The injury ended his season prematurely, leaving him on the sidelines Saturday in jeans and work boots. His encouragement was unmistakable, though. After the game, 2,000-yard rusher Ethan Ryan quickly found Barrett and hugged him.
"He's the most vocal person on the team," Ryan said. "Even though he can't do anything out on the field, he's always there in spirit on the outside, rooting for everyone no matter what.
"It's definitely motivation. You hear from a kid who would give anything to be out on the field, just to play one more down. He's yelling for you, ‘C'mon, do this for us.' It breaks your heart but it also motivates you to do well."
Mounties coach Shawn Flaherty said Barrett put on "a completely different hat" after the injury. He stepped in right away to mentor freshman quarterback Brodie Altiere and provided constant motivation for the rest of the team.
When Greylock was holding a tenuous 8-0 lead Saturday and the Orioles were driving past midfield, Barrett yelled at his teammates to "dig deep" from the sideline. Tyler Picard's drive-killing sack a couple of plays later may have just been the play of the game, with Barrett pumping his free arm in the air.
"We really did dig deep," Barrett said. "I was just trying to get them fired up. ... It was tough. You're yelling and you don't know if they can hear you or not."
Altiere could hear the senior. It was with Barrett's guidance that he was able to roll out in the first half and connect on a big pass to Brett McCormack at the Orioles' 3-yard line. Ryan scored the only points Greylock needed on the very next play.

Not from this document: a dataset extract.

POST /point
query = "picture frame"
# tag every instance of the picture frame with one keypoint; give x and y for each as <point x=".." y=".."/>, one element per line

"The support, he gave me confidence throwing that pass," Altiere said. "He gave me the confidence to make that throw. He was there every pass, every day."
No. 18 was there on Saturday, too, pumping his fists and blowing on his hands in the rain and snow. His father, Greylock assistant coach Paul Barrett, told him as the clock winded down that "as an alternative, this is what you wanted." There were no complaints from the younger Barrett.
"We've made our mark," Hank Barrett said. "After the first Super Bowl, no one expected us to do it again. Then after last year, not really anybody expected us to do it again. But we dug deep and we found it within us and we dealt with a lot of struggles. Not just me, but a lot of people [were] injured, went down. ... We came out here and finished strong. It's just indescribable."